While it is not certain if Lyft will proceed with a deal, people familiar with the situation said General Motors Co <GM.N> and Didi Chuxing, which already have investments in Lyft, could expand their stakes in the San Francisco-based startup.
One Didi investor said any role the Chinese ride service played in a Lyft deal would likely be in coordination with a large automaker, rather than on its own. The investor did not want to be identified.
A Lyft spokeswoman declined to comment on whether any investment talks were going on, or on the relationship with Qatalyst, which was previously reported by the Wall Street Journal.
GM, the third-largest global automaker by vehicle sales, reaffirmed its commitment to expanding services with Lyft, but did not comment on potential future investments. GM invested $500 million in Lyft earlier this year.
Didi has declined to comment. The company, which is battling Uber in the Chinese market, said in June that it had raised $7.3 billion in new funding, including $1 billion from Apple Inc <AAPL.O>.
INVESTING IN RIDE SERVICES
Lyft's capital raising efforts come as an array of deep-pocketed players - from big auto makers to Saudi Arabia's Public Investment Fund - are betting billions of dollars that selling transportation services a ride at a time will become a profitable, global business.
More than 70 percent of the $38 billion invested in all transportation-related startups during the past decade, including autonomous driving technology companies, has gone into ride services companies, according to the Reuters analysis of venture investments in more than 500 mobility-related startups over the past decade. The analysis was based on publicly available data on investments, as compiled by Crunchbase, CB Insights and other sources, including the companies.
San Francisco-based Uber is valued at around $62.5 billion, Beijing-based Didi at around $25 billion and Lyft at around $5.5 billion. By comparison, GM, which reported a record $9.7 billion profit in 2015, is valued at $43 billion.

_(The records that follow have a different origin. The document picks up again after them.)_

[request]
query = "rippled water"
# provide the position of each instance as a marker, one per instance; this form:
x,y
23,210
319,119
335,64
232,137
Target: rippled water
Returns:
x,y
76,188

Uber says it is profitable in the United States and Canada and about 100 cities globally, but is losing more than $1 billion a year in China.
Privately held Lyft is not profitable but is projecting $1.9 billion gross annual revenue based on bookings in May, according to a source familiar with the matter.
Initially, ride services startups relied on venture capital. Established automakers have recently put more of the cash they earned from booming vehicle sales into the ride services sector.
In addition to GM's investment in Lyft, Volkswagen AG <VOWG_p.DE> invested $300 million in Gett, and Toyota Motor Corp <7203.T> invested an undisclosed amount in Uber.
GM is working with Lyft to develop new services, such as a program called Express Drive, that allows drivers to rent a GM vehicle and use it to earn money providing rides.
The larger goal of the partnership is to use GM's manufacturing prowess and Lyft's network of more than 315,000 drivers to build a network of electric and eventually autonomous cars that generate revenue most of the day, instead of sitting idle in owners' driveways.
GM President Dan Ammann last month outlined the strategy to tie together GM's investment in Lyft and its acquisition of autonomous vehicle technology startup Cruise Automation, which industry sources estimate could cost up to $1.2 billion.
Ammann and Lyft President and Co-founder John Zimmer will appear together a technology event in Aspen, Colorado next month.
"We are making excellent progress in executing the key initiatives in our previously announced strategic alliance with Lyft, including implementing the Express Drive short-term vehicle rental program and working toward deploying autonomous vehicles into an on-demand network," GM said in a statement. Corporate investments in ride services and other mobility-related startups are likely to escalate, said Evangelos Simoudis, whose firm Synapse Partners advises large companies on how to adapt innovation strategies from entrepreneurs.
"Corporations recognize the high risk of being disrupted by technology startups," Simoudis said. In turn, "Silicon Valley sees transportation as a stagnant industry in need of transformation."